On commande des cocktails madarine-mangue-citron-orange-fraise  trop bons, mais qu’ont bizarrement le même presque goût que les Rouiba qu’achètent ma mère. Et on regarde les gens.

 

Chafik et Chakib arrivent, ils ont trop la classe en chemise blanche, jean bleu clair et mocassins noirs. Chafik bosse dans l’événementiel et Chakib anime des soirées à Dubai, la Madrague, et Bénidorme.

On parle de la fac (je termine des études de directrice de direction), et on sourit à leurs blagues. On évite de rire, on sait jamais l’expression qu’on a quand on éclate de rire, et pis ça étire le maquillage.

 

Il est  l’heure d’aller faire des tours aux toilettes et dans le vide, wakt el douran** comme on dit.

Je comprends pas les filles qui se plaignent de pas trouver de mec mais qui restent vissées à leur chaise toute la soirée. Non mais les rencontres n’arrivent pas par magie attendez.

Y a des gens qu’ont rien compris à la vie, des fois j’ai envie de leur donner des conseils, mais ça me servirait à rien.

Alors je trace ma route, je fais ma vie. Ma cellulite et moi on va  seulement dans les endroits où y a « des gens bien » et pas de kwava***. Heureusement que personne ne peut la voir cette peau d’orange…..Quoique des fois quand je me baisse……..

 

Allez j’arrête de raconter ma vie, faut que j’aille me préparer.
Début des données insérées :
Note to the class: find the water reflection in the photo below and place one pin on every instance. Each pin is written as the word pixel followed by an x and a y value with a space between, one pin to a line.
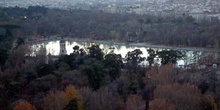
pixel 53 47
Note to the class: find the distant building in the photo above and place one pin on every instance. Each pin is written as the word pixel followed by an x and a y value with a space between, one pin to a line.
pixel 63 47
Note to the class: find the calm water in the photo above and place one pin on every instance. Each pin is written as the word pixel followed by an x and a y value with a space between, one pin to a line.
pixel 53 47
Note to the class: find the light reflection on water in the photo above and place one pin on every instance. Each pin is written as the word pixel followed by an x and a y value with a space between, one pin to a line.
pixel 53 47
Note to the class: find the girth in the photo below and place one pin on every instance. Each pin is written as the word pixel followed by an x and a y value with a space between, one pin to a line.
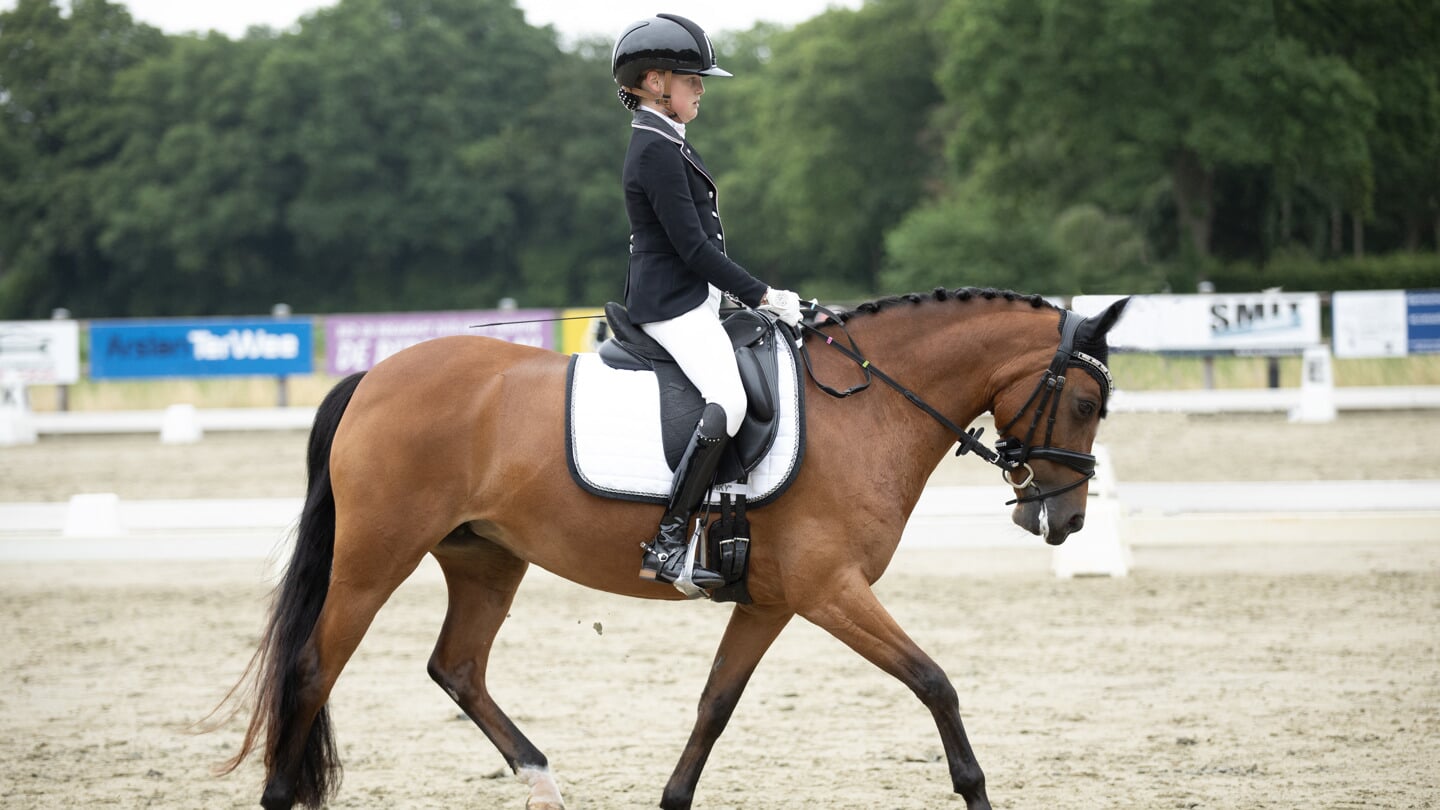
pixel 753 336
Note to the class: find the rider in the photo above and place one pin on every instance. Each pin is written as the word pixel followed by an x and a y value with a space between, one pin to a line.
pixel 678 270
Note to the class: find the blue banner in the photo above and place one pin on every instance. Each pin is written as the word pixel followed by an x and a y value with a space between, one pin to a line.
pixel 202 348
pixel 1423 322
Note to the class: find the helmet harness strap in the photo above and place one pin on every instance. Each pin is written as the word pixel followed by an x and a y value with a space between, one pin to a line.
pixel 663 100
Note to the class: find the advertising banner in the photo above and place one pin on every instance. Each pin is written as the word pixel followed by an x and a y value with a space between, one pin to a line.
pixel 1246 323
pixel 41 352
pixel 202 348
pixel 354 343
pixel 1386 323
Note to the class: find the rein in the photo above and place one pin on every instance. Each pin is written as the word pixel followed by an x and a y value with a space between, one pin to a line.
pixel 1010 454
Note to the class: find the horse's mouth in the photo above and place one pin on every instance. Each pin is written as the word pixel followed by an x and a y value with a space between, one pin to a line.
pixel 1036 518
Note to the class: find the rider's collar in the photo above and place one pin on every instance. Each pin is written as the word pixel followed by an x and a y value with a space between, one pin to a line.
pixel 653 113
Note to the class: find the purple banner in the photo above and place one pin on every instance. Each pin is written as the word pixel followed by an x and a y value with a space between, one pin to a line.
pixel 353 343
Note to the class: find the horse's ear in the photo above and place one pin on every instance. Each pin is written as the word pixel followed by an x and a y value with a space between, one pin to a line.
pixel 1099 326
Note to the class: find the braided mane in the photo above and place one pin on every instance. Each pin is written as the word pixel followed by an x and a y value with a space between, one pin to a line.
pixel 942 294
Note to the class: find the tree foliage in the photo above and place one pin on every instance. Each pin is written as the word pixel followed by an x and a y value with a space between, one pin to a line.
pixel 442 153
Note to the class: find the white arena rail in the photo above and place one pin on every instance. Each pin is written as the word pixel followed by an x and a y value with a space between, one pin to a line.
pixel 1216 401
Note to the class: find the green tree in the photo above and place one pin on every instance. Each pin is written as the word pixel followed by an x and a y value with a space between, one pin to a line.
pixel 1139 91
pixel 61 137
pixel 831 146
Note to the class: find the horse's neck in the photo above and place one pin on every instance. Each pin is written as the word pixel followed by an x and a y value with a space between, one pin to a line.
pixel 958 356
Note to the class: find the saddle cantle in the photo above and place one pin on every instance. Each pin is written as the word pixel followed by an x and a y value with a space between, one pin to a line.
pixel 753 336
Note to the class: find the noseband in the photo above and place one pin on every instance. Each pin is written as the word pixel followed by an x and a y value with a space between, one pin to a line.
pixel 1015 453
pixel 1011 454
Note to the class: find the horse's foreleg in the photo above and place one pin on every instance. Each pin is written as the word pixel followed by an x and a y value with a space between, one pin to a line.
pixel 483 581
pixel 856 617
pixel 746 639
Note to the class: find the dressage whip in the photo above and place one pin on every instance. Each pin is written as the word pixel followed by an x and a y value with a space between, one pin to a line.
pixel 533 320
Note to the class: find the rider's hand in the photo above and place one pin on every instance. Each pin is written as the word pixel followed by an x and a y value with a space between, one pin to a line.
pixel 784 303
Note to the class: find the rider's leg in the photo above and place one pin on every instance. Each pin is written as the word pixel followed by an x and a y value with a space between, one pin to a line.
pixel 702 349
pixel 666 555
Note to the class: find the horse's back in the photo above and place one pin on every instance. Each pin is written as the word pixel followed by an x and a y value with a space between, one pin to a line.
pixel 439 405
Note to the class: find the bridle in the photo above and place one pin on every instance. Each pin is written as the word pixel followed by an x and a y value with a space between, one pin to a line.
pixel 1011 453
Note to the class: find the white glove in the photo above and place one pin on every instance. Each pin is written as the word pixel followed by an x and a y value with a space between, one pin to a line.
pixel 784 303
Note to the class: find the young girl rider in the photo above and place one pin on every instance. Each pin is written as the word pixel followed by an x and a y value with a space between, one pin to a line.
pixel 678 270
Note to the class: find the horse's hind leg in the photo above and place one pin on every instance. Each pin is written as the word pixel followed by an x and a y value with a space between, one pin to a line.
pixel 856 617
pixel 359 585
pixel 483 580
pixel 746 639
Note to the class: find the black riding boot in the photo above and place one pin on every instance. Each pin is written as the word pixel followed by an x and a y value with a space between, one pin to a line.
pixel 666 557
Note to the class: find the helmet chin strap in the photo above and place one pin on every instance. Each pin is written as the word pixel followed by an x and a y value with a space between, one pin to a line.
pixel 663 100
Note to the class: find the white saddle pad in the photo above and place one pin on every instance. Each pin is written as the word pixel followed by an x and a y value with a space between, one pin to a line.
pixel 615 444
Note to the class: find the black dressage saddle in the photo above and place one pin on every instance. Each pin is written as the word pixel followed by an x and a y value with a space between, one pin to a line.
pixel 755 337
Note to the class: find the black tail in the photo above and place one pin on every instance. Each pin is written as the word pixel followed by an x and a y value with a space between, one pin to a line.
pixel 277 669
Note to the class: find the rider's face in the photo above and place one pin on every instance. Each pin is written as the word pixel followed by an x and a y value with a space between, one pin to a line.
pixel 684 95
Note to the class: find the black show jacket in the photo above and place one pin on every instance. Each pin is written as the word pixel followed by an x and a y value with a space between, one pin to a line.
pixel 677 244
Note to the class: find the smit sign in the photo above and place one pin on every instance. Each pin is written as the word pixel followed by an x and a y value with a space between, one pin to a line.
pixel 202 348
Je vais au Moncada ce soir. Ou au jardin botanique du St-George, ils ont fait une ambiance lounge dans les jardins, avec fauteuils en sky blanc, lumière tamisée et tout, trop classe.

Et la classe, il nous reste que ça à guetter et à quêter dans ce bled.  »

 

The end.

 

Mamzelle Namous, dans la peau douce et sexy d’une autre!